1. The latency selector should be plain numbers, to avoid coloring the perception by the emotional terms used

2. Currently the letters appear with a delay, but the cursor advances immediately (could be my browser) - there is instant visual feedback, which probably reduces perceived latency


This is missing the particularly annoying 'halts for 5 seconds then catches up' option.


I actually found myself getting motion sick at 50ms and above. I'm not sure why, I was a dialup kid from 300 baud on up for like 15 years.

I think something about the drawing is the issue.


When it finally loaded, I found it horrific fun. My sentiments lined up very closely with the labels: FINE, COULD BE WORSE, and then IT'S WORSE and worse.

The variable latency mode was truly annoying.

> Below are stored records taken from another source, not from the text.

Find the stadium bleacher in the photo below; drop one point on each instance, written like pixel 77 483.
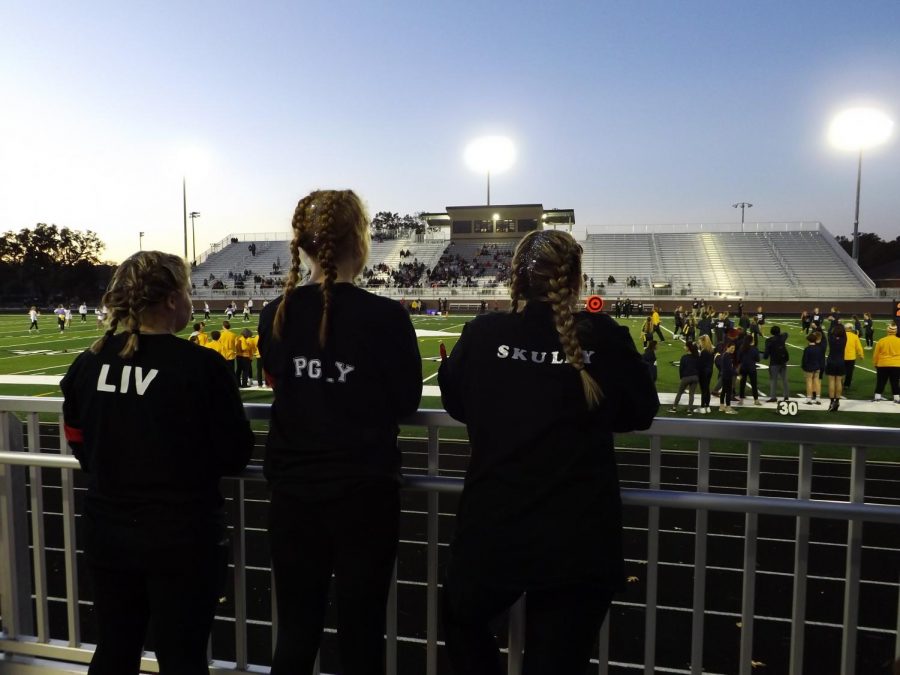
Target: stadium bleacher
pixel 765 260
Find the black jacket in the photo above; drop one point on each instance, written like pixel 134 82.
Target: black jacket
pixel 541 504
pixel 334 418
pixel 154 434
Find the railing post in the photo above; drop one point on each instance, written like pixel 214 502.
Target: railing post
pixel 67 481
pixel 854 556
pixel 515 646
pixel 240 578
pixel 700 531
pixel 15 586
pixel 42 621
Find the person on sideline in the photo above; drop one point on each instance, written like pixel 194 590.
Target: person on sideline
pixel 886 358
pixel 332 460
pixel 154 530
pixel 705 367
pixel 835 366
pixel 777 353
pixel 540 512
pixel 811 364
pixel 852 352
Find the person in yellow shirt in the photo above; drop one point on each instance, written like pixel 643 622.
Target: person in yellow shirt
pixel 229 347
pixel 852 351
pixel 886 358
pixel 213 342
pixel 654 317
pixel 244 350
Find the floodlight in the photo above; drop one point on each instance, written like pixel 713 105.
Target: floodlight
pixel 490 153
pixel 860 129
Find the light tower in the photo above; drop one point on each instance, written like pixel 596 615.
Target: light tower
pixel 858 129
pixel 490 154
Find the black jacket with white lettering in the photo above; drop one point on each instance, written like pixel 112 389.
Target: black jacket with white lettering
pixel 154 434
pixel 541 504
pixel 334 417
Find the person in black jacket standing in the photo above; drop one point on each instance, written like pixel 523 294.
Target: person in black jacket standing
pixel 154 532
pixel 540 512
pixel 332 459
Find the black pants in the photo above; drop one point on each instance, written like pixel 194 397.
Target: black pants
pixel 178 607
pixel 752 377
pixel 882 375
pixel 704 389
pixel 355 538
pixel 561 627
pixel 849 367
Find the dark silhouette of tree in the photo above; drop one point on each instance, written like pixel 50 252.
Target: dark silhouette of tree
pixel 50 263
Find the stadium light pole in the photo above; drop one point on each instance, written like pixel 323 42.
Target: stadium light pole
pixel 742 206
pixel 192 215
pixel 859 129
pixel 184 208
pixel 490 153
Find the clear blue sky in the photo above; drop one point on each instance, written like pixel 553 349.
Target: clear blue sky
pixel 628 112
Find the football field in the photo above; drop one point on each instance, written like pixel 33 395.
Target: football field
pixel 31 364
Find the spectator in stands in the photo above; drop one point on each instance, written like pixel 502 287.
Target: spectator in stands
pixel 835 366
pixel 332 460
pixel 811 364
pixel 747 358
pixel 869 330
pixel 852 352
pixel 886 359
pixel 154 535
pixel 688 371
pixel 541 511
pixel 777 353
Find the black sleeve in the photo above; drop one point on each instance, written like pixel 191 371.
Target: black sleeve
pixel 72 423
pixel 630 398
pixel 269 347
pixel 450 376
pixel 229 433
pixel 401 346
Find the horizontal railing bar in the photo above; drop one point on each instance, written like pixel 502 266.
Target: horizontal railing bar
pixel 790 432
pixel 637 497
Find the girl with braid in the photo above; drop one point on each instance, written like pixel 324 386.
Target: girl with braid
pixel 154 524
pixel 541 389
pixel 332 460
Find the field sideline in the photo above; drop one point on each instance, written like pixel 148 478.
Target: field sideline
pixel 48 353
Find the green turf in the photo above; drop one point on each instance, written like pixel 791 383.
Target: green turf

There's been a lot of research done on latency in audio systems and how it impacts musical performance, so it's probably worth cross-referencing this with those results.


I know this is quite obscure, but there's a great video of Alex Lacamoire (music director on Hamilton) discussing their live digital sound setup and he discusses the topic of latency: https://www.youtube.com/watch?v=jHs0NVvTxHY&t=8m39s


Anything over 100ms is pretty much extremely annoying.

That being said, somehow the variable latency seems way less annoying than what it would be if averaged out and set that constant value.


300 baud tty input was like this. ah.. the memories (asr33 teletype in the house, followed by an olivetti, proceeded by a remote input cardpunch on 75baud)


"This project has received too many requests, please try again later."

Can't figure out if the site is down or if this is part of the test.


Given how often I remote into my iMac over a vpn that has both cellular and WiFi networks to deal with, none of these bothered me.


If you've ever administered a server via SSH over Tor, you're forced to get used to this sort of stuff.


reminds me of administering an EC2 instance hosted in australia from a remote wimax connection in the rocky mountains.


I don't find it annoying. I can just keep typing knowing everything is queued up.


If you think this is fun, try ssh through a 495ms latency satellite connection.


Reminds me of using Google Drive in Firefox :)


I can withstand them all.


Sort of badly coded. The cursor moves when it shouldn't.